Une recherche d’enfant peut être lancée pour s’assurer du respect de l’obligation scolaire entre 6 et 16 ans [1]. Mais les inspections académiques sont de plus en plus souvent saisies par d’autres administrations en vue de localiser des enfants par l’intermédiaire de leur établissement scolaire. Et on s’interroge sur les raisons de certaines de ces recherches...

[Page mise en ligne le 20 mars 2009,
le PS a été ajouté le 21 et complété les 22 et 25 mars]

La crainte se développe : nombre de ces recherches ne viseraient-elles pas à localiser les parents soupçonnés de ne pas se trouver en situation régulière ? Une inquiétude qui semble fondée si l’on en juge par ce témoignage [2] :

« A Rennes, un directeur d’école a répondu à un avis de recherche, il ne savait pas qu’il s’agissait d’un enfant sans papiers, la maman et l’enfant ont été arrêtés à la sortie de l’école et envoyés au centre de rétention de Rouen. Une forte mobilisation des parents et des enseignants a permis leur libération. [Note de LDH-Toulon : vous trouverez des précisions ici.]

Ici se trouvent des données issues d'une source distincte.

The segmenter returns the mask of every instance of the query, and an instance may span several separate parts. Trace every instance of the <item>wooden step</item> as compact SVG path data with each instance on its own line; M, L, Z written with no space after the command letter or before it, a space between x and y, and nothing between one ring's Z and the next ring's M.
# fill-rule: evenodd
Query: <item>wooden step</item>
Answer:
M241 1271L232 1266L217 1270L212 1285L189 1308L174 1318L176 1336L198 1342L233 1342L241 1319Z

« A Metz, quelques jours plus tard une famille a été arrêtée à l’intérieur de l’école : le directeur avait reçu la consigne de garder les enfants après la sortie, il n’était pas non plus au courant de la situation administrative des parents. La famille a été envoyée au centre de rétention de Lyon. Je ne sais pas s’ils ont été libérés. [Note de LDH-Toulon : voir ci-dessous.]

« A Nantes des gendarmes sont passés dans plusieurs écoles, sans avoir préalablement averti les directeurs(trices). Ils étaient à la recherche d’un enfant étranger. Dans le même temps un avis de recherche concernant deux autres enfants étrangers parvenait dans des écoles. Ayant reçu cet avis dans mon école, j’ai moi-même appelé le service concerné de l’Inspection Académique. La personne que j’ai eue en ligne, s’étonnant que je la contacte alors que les enfants n’étaient pas dans mon école, m’a répondu : “ Madame, je vous rappelle que vous êtes fonctionnaire, vous n’avez aucun état d’âme à avoir, vous devez obéir !” »[Note de LDH-Toulon : à propos de ce témoignage voir ci-dessous.]

Des notes de service récentes confirment que ces recherches se poursuivent et se développent [3].


L’utilisation des fichiers de l’Education nationale

Ces inquiétudes sont confortées par le recours croissant de l’Education nationale à des fichiers informatiques, Base élèves 1er degré, Base nationale des identifiants élèves, Sconet...

L’Inspectrice d’académie de l’Isère a confirmé nos craintes : voici un extrait de la réponse qu’elle a adressée le 25 novembre 2008 à un directeur d’école qui l’avait interrogée sur l’utilité de l’accès à des données nominatives de Base élèves par les inspecteurs :

GIF - 9.5 ko
Lettre de l’IA de Grenoble adressée à un directeur d’école le 25 novembre 2008

Et voici deux exemples récents de recherches d’enfants qui font référence à Bases élèves

Une recherche d’enfant datant du 12 mars 2009

> Sujet : recherche d’enfants
> Date : Thu, 12 Mar 2009 11:41:56 +0100
> De : inspection académique de l’Isère - division des élèves

. . . . . . . . . .

> Pour : Li.ien38 <li.ien38@ac-grenoble.fr>

>
> J’ai l’honneur de vous demander de bien vouloir me faire savoir si
> les enfants :
>
.................... né le ........... 2005
.................... né le ...... ou le ........... 1998
>
> sont inscrits dans une école publique de votre circonscription.
> Ils ont été déplacés illégalement en France par leur mère, ....................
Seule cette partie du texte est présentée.